One of the Current Branch 2002 features I was excited to see was token-based authentication for cloud management gateway (docs). In particular, the capability to create a bulk-token that can be used to register clients that don’t reliably connect to your network. At first this sounded like a loop-hole for the ‘No Free Lunch’ scenarios I described above. Alas, this new feature understandably requires that the client be Current Branch 2002. If you can update the client then you’ve already ‘fixed the problem’. It’ll come in mighty handy when the next pandemic comes around though.

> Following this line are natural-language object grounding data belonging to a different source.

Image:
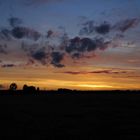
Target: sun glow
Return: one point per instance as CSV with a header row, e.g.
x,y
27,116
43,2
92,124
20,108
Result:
x,y
94,86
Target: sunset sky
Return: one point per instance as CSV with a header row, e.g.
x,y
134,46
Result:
x,y
76,44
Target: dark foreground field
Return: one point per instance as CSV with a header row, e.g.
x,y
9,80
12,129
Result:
x,y
70,116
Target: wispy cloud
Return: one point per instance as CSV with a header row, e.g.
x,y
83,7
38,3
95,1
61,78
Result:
x,y
95,72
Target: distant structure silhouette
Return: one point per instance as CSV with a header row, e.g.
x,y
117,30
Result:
x,y
30,89
13,86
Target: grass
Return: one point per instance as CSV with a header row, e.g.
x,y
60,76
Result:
x,y
73,115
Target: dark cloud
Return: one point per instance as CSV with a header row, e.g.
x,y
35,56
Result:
x,y
95,72
14,21
7,65
77,46
38,2
126,24
88,28
39,55
25,32
57,57
3,49
1,87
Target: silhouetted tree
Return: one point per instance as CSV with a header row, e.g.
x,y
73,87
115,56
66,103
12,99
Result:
x,y
25,87
13,86
29,89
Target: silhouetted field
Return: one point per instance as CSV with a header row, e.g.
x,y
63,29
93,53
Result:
x,y
70,115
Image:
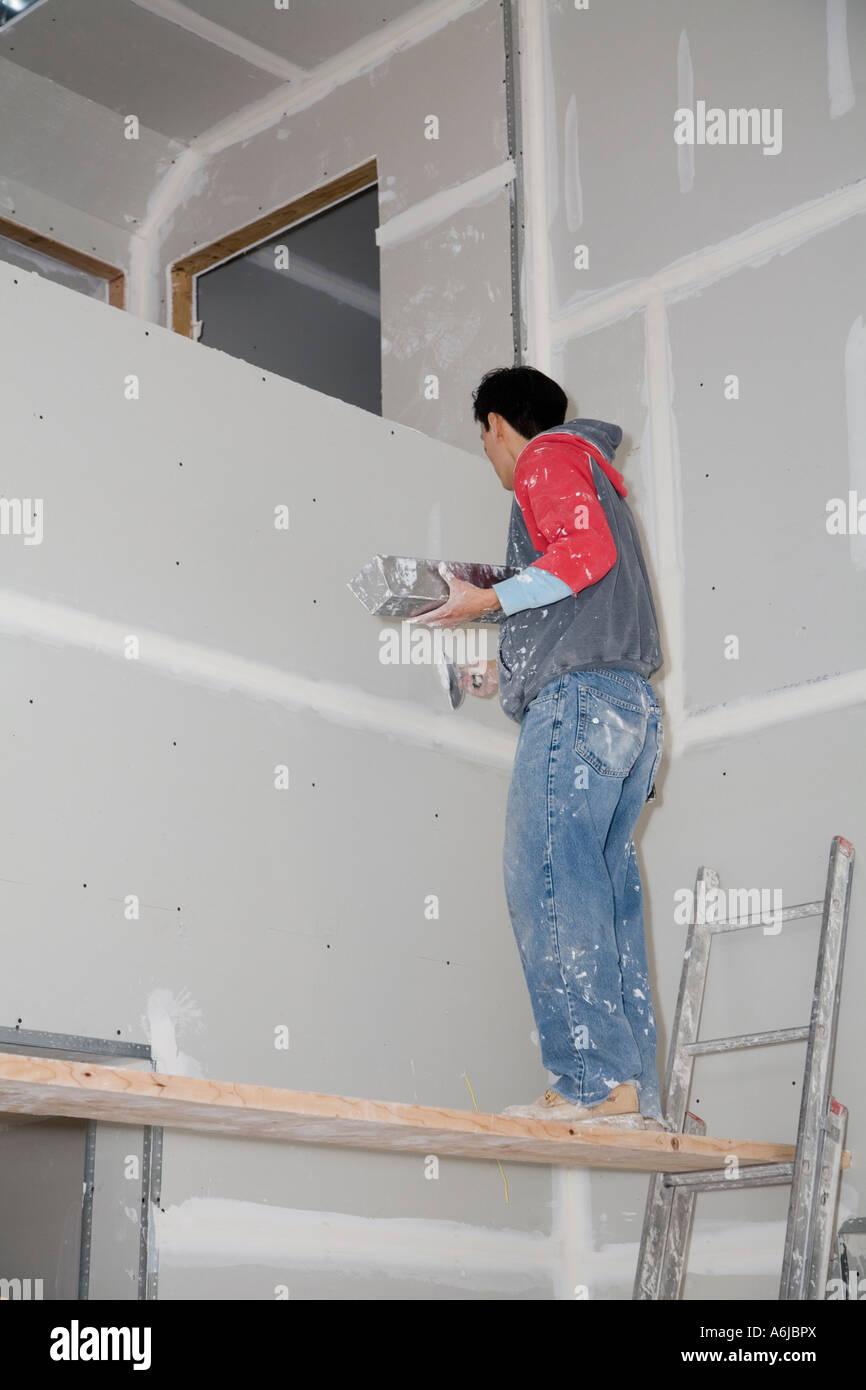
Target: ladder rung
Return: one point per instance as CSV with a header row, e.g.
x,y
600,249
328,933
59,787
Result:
x,y
801,909
761,1175
744,1040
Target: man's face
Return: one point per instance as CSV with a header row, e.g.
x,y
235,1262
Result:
x,y
498,449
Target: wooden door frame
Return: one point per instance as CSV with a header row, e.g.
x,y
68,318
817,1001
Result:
x,y
234,243
70,256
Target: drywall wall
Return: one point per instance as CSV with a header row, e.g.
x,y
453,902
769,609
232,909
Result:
x,y
173,658
709,299
434,118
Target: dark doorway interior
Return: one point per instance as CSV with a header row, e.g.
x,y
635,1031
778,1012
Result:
x,y
306,303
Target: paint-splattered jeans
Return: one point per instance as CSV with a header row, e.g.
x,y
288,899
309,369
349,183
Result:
x,y
587,756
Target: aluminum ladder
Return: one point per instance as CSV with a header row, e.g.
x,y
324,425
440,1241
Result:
x,y
815,1171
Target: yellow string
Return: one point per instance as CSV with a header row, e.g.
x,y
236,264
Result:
x,y
498,1164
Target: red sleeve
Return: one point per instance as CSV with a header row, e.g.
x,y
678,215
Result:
x,y
563,514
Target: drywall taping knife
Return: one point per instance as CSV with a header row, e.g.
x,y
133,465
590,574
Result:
x,y
398,585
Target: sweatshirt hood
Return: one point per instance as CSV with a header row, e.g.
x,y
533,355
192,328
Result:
x,y
603,435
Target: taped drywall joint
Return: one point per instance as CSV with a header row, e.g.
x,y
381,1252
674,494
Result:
x,y
692,273
439,206
193,22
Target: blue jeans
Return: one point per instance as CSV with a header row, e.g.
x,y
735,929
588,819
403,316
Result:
x,y
587,756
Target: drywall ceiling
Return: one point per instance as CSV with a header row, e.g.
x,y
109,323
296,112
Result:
x,y
309,31
134,61
123,57
79,68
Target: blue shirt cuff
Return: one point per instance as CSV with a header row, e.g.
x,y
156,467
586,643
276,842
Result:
x,y
531,588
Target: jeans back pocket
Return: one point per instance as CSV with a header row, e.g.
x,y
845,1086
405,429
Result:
x,y
610,731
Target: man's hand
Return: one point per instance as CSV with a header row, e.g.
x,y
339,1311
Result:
x,y
464,603
481,680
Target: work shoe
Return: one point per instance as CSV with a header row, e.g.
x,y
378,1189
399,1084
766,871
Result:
x,y
620,1109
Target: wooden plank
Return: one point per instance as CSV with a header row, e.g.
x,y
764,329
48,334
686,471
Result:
x,y
185,270
85,1090
70,256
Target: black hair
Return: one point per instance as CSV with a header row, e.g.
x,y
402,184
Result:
x,y
521,395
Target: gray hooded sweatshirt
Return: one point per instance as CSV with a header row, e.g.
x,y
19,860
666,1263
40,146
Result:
x,y
610,623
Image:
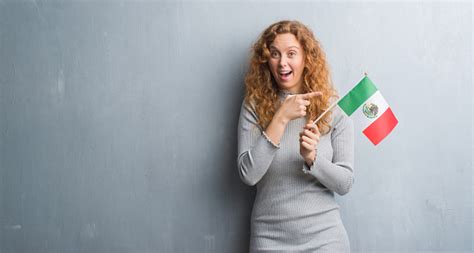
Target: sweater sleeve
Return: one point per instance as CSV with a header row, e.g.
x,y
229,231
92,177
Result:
x,y
337,175
255,150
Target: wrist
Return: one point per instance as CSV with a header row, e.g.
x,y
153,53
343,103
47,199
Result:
x,y
280,119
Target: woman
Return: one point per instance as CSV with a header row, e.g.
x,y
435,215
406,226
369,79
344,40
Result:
x,y
296,165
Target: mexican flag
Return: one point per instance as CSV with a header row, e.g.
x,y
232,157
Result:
x,y
366,103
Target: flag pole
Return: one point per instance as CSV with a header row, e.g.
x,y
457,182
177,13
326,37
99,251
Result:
x,y
330,108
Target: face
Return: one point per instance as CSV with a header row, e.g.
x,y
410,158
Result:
x,y
287,62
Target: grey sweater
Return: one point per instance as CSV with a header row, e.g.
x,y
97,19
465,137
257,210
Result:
x,y
295,209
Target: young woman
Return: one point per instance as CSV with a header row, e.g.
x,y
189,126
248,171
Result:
x,y
295,164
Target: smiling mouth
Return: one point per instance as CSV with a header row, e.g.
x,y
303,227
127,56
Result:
x,y
286,74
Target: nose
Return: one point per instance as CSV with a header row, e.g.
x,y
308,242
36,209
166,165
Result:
x,y
283,61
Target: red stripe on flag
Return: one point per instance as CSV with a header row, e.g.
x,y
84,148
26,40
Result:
x,y
380,128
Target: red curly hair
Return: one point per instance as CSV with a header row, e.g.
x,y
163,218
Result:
x,y
261,89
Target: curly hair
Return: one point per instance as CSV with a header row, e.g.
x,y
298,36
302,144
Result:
x,y
261,89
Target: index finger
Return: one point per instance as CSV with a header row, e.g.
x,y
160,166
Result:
x,y
311,94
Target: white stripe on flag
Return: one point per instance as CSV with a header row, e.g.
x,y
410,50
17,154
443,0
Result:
x,y
363,121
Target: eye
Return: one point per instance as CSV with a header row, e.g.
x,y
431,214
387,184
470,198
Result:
x,y
274,54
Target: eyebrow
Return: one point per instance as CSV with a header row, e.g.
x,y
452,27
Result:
x,y
286,48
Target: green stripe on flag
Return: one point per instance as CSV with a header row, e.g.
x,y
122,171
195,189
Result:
x,y
357,96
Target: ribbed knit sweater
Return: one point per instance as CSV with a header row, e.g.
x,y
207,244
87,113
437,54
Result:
x,y
294,208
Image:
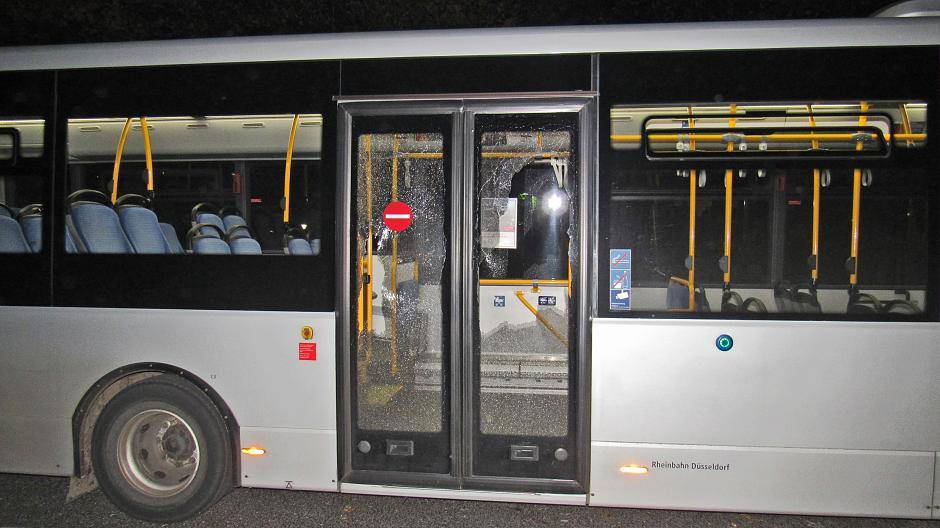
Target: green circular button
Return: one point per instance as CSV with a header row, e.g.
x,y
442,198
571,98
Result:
x,y
724,342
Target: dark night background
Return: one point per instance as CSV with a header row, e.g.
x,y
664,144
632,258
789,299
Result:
x,y
27,22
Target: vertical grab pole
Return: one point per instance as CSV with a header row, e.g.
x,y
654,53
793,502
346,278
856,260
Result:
x,y
396,144
287,164
906,123
729,185
368,298
117,159
693,189
856,203
148,155
814,256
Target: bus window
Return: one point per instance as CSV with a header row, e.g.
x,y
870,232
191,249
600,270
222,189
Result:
x,y
21,186
527,189
231,185
767,208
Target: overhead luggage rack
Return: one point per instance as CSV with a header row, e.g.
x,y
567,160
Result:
x,y
815,130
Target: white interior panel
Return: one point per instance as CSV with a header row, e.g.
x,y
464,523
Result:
x,y
466,494
842,385
805,481
293,459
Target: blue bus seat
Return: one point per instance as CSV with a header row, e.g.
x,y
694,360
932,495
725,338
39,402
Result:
x,y
98,229
143,230
172,240
12,239
245,246
69,241
298,246
30,218
210,245
210,219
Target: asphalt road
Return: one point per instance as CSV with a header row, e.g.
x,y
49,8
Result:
x,y
40,501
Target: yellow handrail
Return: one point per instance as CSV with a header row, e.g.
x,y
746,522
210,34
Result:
x,y
489,155
287,164
524,282
148,153
521,296
117,159
393,368
814,273
906,123
367,141
772,137
693,189
729,183
856,204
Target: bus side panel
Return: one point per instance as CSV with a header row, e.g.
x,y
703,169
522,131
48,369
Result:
x,y
769,480
251,359
784,386
812,384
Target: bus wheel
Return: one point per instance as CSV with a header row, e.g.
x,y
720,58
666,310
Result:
x,y
160,450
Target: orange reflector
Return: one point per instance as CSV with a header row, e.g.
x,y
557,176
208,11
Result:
x,y
634,469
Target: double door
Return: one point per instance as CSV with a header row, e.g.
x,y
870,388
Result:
x,y
464,297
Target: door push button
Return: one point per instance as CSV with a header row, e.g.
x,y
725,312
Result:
x,y
524,453
399,447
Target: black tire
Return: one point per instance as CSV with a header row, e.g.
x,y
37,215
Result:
x,y
194,423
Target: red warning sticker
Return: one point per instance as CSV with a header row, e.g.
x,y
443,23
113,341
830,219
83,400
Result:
x,y
307,351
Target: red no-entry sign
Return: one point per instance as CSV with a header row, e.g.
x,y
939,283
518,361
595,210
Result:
x,y
397,216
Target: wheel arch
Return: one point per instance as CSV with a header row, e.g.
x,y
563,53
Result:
x,y
97,396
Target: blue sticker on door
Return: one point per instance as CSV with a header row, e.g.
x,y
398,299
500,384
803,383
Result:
x,y
620,279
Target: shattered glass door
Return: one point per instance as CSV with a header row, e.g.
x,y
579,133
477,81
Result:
x,y
526,176
401,292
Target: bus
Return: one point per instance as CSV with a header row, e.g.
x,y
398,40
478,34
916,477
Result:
x,y
689,266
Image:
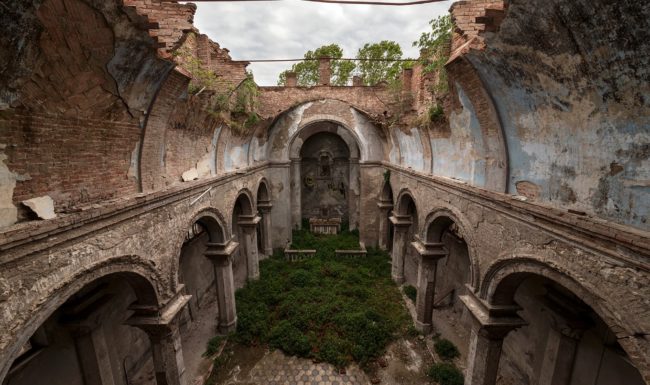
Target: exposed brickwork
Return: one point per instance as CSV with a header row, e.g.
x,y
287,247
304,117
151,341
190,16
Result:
x,y
72,160
169,21
473,17
373,100
153,146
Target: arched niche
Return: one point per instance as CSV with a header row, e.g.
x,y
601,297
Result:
x,y
571,334
264,207
325,174
79,335
244,230
405,223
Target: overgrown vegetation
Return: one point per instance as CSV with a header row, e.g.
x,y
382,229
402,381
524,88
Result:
x,y
411,292
446,349
446,373
325,245
435,44
325,308
235,105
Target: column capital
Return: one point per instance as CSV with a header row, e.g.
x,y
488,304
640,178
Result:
x,y
430,251
492,321
221,252
385,205
401,222
264,206
249,221
163,323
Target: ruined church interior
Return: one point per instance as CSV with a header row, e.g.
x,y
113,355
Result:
x,y
154,200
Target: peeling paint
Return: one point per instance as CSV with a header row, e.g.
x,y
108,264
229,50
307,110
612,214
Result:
x,y
8,212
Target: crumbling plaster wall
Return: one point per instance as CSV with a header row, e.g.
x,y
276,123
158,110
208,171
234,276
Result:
x,y
145,239
77,78
496,234
571,84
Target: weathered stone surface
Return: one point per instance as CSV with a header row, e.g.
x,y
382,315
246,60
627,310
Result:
x,y
190,175
43,207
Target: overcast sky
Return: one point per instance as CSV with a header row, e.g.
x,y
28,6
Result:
x,y
288,29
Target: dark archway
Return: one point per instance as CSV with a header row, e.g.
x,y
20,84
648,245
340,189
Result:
x,y
264,206
405,222
565,341
385,206
85,339
244,230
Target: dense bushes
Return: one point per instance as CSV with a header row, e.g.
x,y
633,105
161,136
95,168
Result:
x,y
446,373
328,308
446,349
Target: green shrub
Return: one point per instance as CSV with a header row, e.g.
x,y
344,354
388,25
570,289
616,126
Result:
x,y
290,339
446,349
445,373
411,292
333,309
213,346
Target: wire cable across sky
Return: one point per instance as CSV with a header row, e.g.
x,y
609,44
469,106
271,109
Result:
x,y
351,2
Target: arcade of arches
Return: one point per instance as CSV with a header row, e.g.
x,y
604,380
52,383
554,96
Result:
x,y
129,215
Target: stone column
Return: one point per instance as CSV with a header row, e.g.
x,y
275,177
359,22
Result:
x,y
265,209
401,223
296,196
92,352
490,325
430,254
221,256
324,71
291,80
384,208
248,223
567,327
354,193
165,337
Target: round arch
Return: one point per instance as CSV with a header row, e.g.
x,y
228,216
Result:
x,y
137,272
402,203
246,201
442,217
310,128
263,191
504,277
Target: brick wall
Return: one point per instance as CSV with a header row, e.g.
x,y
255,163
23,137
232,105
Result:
x,y
72,160
168,21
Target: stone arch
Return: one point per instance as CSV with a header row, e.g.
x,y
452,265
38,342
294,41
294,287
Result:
x,y
440,219
385,205
244,230
308,129
402,202
504,277
292,121
405,222
138,273
264,207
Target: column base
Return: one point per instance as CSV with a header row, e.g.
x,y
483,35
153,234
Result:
x,y
423,328
227,328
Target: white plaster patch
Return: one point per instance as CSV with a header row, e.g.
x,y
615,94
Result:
x,y
42,206
8,212
135,163
411,149
296,118
190,175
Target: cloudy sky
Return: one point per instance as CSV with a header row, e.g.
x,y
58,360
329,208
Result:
x,y
288,29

Tangentially related, if you want a great run-down on your configuration options for CMG I highly recommend this Jason Sandys‘ post: Cloud Management Gateway Choices.
Intune and Co-Management
I’ve seen several questions on Reddit asking about solving the problem with co-management/Intune. Another version is moving the update or application sliders in an existing co-management configuration. While this is a legitimate strategy know that it doesn’t violate the ‘no free lunch’ rule. In order to co-manage a device it needs to be enrolled in Intune which, to do at scale, requires that the box be managed so you can apply a GPO, script, configuration (docs). If it’s already co-managed the device needs to be able to reach a Management Point to get the new machine policy that tells the client that you’ve moved the workload to Intune. If you can do those things then the box is already manageable. In which case these solutions should be looked at from a longer-term perspective for their own sakes rather than solving your immediate issues.
Can’t I Just Open Port 80 To the Internet?
No. No, man. Shit, no, man. That is the worse idea I’ve ever heard in my life. It’s horrible … this idea. Seriously, just save everyone the hassle and when you do this use it to distribute the ransomware of your choice. ConfigMgr is a very powerful attack vector … at least make they try.
Remember, Keep Your Stick On the Ice
Ok, that’s all I’ve got. I suspect nearly everyone is implementing some of this already and only Adam Gross is implementing it all at the same time (he’s on a #MEMCM Pokémon kick right now). However, I hope you picked up something you can use to refine your current processes.